Together these comments in this old Hanseatic seaport so close to Poland indicate that there is little danger that East German workers will be inflamed by the Polish worker's heady successes.
The harping in the East German press about "anti-socialist elements" in Poland might seem to suggest a more serious official concern about a Polish impact on East Germany. So might East German party and state chief Erich Honecker's sudden freeze on rescheduling the postponed East-West German summit any time before late next year.
But Western observers interpret the oblique attacks on the Polish settlement in the East German (and Czech) press more as a Soviet assignment than as an East German initiative. The days when a hard-line East German party chief Walter Ulbricht pressed the Kremlin to invade a liberalizing Czechoslovakia are over.

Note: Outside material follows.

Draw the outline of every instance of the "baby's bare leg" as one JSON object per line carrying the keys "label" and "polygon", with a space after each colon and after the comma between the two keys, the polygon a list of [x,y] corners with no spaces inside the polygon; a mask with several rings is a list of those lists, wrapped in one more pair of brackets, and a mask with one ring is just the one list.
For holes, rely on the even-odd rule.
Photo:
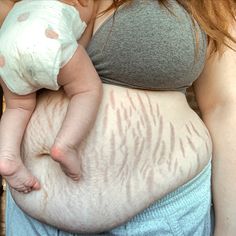
{"label": "baby's bare leg", "polygon": [[77,181],[81,174],[78,147],[94,124],[102,97],[100,78],[82,46],[61,69],[58,82],[70,103],[51,156],[66,175]]}
{"label": "baby's bare leg", "polygon": [[35,107],[35,94],[11,93],[1,81],[6,111],[0,123],[0,174],[19,192],[40,188],[38,180],[26,169],[20,157],[20,145],[26,125]]}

Moreover, the current emphasis of the East German trade unions on "socialist competition" and "voluntary" raising of production goals by workers reflects confidence in the discipline of East German workers. If there are any fears of restiveness, the socialist competition campaign would have been postponed to a less sensitive time. Yet the campaign proceeds. Almost typically, one Rostock shop-window sign among the slogans lauding the coming Warsaw Pact manuevers in the area read: "the fruit and vegetable collective . . . Through ambitious competition goals, supports the policy of our party."
The reasons for the lack of resonance to the Polish changes in the Soviet Union's most important Eastern European ally lie in the relative East German prosperity, cynicism, the export of potential troublemakers to the West, and the frequent mutual personal dislike between Poles and East Germans.

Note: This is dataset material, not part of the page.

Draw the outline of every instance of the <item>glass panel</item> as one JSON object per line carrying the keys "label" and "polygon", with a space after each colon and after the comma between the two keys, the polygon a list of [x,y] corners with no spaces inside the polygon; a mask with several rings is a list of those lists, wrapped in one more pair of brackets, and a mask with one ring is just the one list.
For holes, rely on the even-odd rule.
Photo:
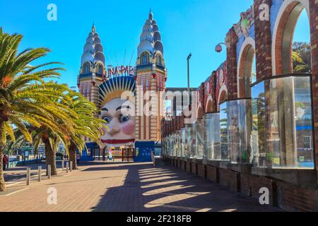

Thus, the East Germans know that they get better wages and have a higher standard of living than the Poles. In Rostock and other areas near the Polish border they see this every weekend when the Poles flock here to buy meat, sausage, shirts, and other consumer goods. They are often contemptuous of the "Polish eceonomy," an old German slang for a sloppy eceonomy that is more often uttered by East than by West Germans these days.

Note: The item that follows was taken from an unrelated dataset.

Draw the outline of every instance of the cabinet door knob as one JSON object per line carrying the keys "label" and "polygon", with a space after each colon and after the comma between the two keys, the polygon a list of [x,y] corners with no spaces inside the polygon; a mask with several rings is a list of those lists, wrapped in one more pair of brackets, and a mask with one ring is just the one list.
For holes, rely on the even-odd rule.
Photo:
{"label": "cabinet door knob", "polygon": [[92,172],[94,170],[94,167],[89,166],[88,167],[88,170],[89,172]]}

Furthermore, the East German economy has the benefit not only of Germanic work habits in the population, but also of non-tariff trade links with West Germany. These give East Germany free access to the Western European Common Market. And the constant flow of West German deutschmarks and jeans -- Levi pants and jackets are practically the uniform of youth -- from West Germans to East German relatives and friends insures a much wider spread of consumer goods in the East German than in the Polish population.
This means that one particular element that helped fuel the Polish strikes -- resentment of the party elite's privileged access to hard-currency shops -- is totally missing in East Germany. Here, peculiarly, many party functionaries have less access to the hard- currency shops than the general public because of the ideological ban on Western contacts (and thus receipt of Western currency) by party members.
Moreover, the Lech Walesas and Jacek Kurons of East Germany who might be spurred by the Polish events to seek their own liberalization have been largely exported to West Germany. They leave in the periodic exchanges of East German political prisoners for Western commodities, in the 5,000 per year "family reunification" program -- or in the trickle of East Germans who flee their country over the more relaxed Hungarian- Austrian border.
Polish-East German antagonisms also reinforce the relative lack of grievances and death of ringleaders for any worker unrest in East Germany. While the East Germans regard themselves as superior to Poles in efficiency themselves as morally superior to the East Germans.
The Poles tend to view the East Germans as embodying the vices of the old Prussians, who dismembered Poland, and of the Nazis, who occupied Poland. they frequently see East German acquiscence in communist authoritarianism as a repetition of the old German acquiescence in Nazi authoritarianism. And they have notedthe contrast between West German acceptance of a moral responsibility for the Nazi past and East German denial of any connection with that past.
With such attitudes there is little natural exchange of ideas and influences between the two countries.